Ambedkar had written these sentences a couple of years before Independence. Seventy years later, the context has changed radically. The majority of Hindus and Muslims, concerned more with their material well-being, do not wish to get sucked into this syndrome. Muslims, though still a large minority but far less powerful now, know the havoc the syndrome causes. Barring a small reckless section, they do not wish to be drawn into it. The withdrawal by either group should, in principle, derail the syndrome. But in India, it persists. Why? One, it has a psychological existence. Though it still festers in the psyche of a tiny section of both communities, it has grown exponentially in the last two decades in the minds of Hindu extremists. Second, it also has a social existence, relentlessly manufactured in Indian politics. Sadly, even the virtual presence of the syndrome appears to bring electoral advantage. Naive citizens fall for it and give strength to what is by now an illusory syndrome. But its social consequences are particularly horrendous for the Akhlaqs of our country.

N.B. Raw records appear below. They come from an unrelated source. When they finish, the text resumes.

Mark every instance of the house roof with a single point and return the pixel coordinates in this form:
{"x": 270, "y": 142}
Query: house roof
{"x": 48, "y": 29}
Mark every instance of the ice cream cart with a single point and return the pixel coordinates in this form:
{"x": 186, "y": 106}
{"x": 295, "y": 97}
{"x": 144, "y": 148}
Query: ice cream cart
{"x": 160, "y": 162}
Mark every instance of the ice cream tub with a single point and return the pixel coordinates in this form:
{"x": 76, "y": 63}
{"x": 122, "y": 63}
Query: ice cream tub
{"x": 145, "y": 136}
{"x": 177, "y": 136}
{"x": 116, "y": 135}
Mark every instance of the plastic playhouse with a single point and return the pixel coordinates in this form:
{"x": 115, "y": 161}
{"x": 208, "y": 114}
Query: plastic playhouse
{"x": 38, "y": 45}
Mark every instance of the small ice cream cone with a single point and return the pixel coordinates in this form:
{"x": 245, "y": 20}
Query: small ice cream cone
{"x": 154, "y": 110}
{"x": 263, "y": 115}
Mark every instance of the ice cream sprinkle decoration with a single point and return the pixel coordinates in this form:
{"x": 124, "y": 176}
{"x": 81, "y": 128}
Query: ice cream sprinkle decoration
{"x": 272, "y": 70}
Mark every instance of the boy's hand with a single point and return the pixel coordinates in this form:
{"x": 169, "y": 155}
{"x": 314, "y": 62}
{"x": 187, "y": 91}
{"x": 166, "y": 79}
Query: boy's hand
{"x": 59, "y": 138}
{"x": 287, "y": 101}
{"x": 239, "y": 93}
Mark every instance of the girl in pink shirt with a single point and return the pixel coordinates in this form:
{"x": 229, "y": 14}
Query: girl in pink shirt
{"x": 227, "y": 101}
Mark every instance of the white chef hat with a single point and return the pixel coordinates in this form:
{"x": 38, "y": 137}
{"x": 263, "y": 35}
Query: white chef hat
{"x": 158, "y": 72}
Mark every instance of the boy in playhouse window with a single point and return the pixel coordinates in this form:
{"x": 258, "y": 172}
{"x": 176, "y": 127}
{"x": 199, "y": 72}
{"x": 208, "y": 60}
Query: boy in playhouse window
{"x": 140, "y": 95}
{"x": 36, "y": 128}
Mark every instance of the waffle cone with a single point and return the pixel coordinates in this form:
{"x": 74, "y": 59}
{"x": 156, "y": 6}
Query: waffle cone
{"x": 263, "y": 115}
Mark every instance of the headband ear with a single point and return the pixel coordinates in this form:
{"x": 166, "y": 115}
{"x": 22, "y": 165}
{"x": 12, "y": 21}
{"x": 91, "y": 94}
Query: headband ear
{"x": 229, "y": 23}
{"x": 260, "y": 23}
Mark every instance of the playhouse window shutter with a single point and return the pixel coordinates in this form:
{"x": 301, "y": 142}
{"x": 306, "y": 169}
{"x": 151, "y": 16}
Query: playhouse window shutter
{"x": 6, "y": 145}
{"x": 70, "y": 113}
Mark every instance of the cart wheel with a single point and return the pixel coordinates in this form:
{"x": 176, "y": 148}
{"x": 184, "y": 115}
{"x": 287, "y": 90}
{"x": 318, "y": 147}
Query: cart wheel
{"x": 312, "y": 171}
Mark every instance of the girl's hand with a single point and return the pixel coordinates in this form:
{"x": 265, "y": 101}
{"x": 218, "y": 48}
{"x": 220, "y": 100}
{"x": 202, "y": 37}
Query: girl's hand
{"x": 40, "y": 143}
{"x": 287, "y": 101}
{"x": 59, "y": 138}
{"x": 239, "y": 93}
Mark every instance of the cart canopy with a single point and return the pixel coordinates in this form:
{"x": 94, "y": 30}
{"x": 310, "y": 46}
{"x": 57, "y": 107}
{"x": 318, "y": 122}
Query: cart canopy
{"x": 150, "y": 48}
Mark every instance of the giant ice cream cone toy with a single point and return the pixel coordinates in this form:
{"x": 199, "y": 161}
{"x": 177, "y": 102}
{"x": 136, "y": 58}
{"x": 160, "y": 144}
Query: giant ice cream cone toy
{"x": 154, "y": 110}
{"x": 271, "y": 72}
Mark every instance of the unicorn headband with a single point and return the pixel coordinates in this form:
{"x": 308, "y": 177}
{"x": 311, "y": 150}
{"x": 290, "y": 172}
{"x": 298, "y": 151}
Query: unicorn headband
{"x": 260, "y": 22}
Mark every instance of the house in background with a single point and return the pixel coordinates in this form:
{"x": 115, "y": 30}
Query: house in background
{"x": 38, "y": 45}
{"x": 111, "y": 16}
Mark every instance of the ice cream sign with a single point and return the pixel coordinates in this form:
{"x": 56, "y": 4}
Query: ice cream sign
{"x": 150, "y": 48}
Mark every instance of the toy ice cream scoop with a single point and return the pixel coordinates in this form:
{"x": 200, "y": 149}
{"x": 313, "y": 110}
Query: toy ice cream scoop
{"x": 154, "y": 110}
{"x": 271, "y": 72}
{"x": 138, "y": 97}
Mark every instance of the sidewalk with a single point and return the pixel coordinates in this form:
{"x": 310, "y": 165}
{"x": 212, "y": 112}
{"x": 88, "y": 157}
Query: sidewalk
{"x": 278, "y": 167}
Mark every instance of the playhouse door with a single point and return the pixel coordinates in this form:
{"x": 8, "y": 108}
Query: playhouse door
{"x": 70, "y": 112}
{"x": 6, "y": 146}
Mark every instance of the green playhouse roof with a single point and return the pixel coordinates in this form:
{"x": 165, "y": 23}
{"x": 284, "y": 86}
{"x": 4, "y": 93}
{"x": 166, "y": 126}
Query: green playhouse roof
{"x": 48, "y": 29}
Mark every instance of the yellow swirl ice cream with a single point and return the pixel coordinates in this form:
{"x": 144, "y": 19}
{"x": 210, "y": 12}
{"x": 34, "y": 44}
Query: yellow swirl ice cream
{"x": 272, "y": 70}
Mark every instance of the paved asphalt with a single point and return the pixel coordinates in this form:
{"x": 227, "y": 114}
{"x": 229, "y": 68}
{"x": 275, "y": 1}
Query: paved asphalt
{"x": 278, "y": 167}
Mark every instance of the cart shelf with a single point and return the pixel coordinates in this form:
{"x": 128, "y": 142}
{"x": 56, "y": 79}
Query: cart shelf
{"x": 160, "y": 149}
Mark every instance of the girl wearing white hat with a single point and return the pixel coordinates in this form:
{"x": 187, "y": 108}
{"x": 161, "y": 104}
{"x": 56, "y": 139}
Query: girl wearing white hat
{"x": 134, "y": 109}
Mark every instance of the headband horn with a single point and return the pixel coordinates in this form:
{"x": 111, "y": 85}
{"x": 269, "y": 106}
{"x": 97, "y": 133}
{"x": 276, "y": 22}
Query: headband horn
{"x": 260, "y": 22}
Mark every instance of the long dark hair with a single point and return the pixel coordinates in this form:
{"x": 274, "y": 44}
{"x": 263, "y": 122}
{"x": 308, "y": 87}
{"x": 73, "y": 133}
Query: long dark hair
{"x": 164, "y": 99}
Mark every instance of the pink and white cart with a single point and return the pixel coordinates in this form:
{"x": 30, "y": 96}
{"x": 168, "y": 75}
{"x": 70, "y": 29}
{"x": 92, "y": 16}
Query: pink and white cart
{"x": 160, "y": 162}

Not long ago, in the opinion pages of The Indian Express , a controversy raged on the plight of Muslims in India. Some interesting explanations were offered but none was clear-sighted enough to grasp the simple point made by Ambedkar that besieged communities inevitably stagnate. Instead of attending to problems within their community, they spend their energy battling hostile aggressors. The prospect of inter-religious domination boosts intra-religious domination. And the heaviest price for the disappearance of internal reform, Ambedkar reminded us, is paid by the most vulnerable sections of that community — women, children, the aged, and the poor. Muslim orthodoxy thrives on Hindu extremism. The burqa cannot come off the body of Muslim women until hostility from Hindu extremists is off their back.

Extremism gnaws at basic decency. Every act of violence against the other sows the seed of a barbaric society that will spare no one. An uncivil society is the last thing we need or wish to bequeath to our children. Each time we allow something nasty to happen, we dig our own grave. Surely, it was this realisation that recently prompted academics and former government officials to write strong letters urging the Prime Minister to check extremism. And make no mistake: hostility to Muslims damages Hindus too. Hindu extremism stifles Hindu minds and strengthens conservatism within. In a very profound sense, the rape of the Muslim girl in Kathua is intimately connected to the rape of the Hindu woman in Unnao.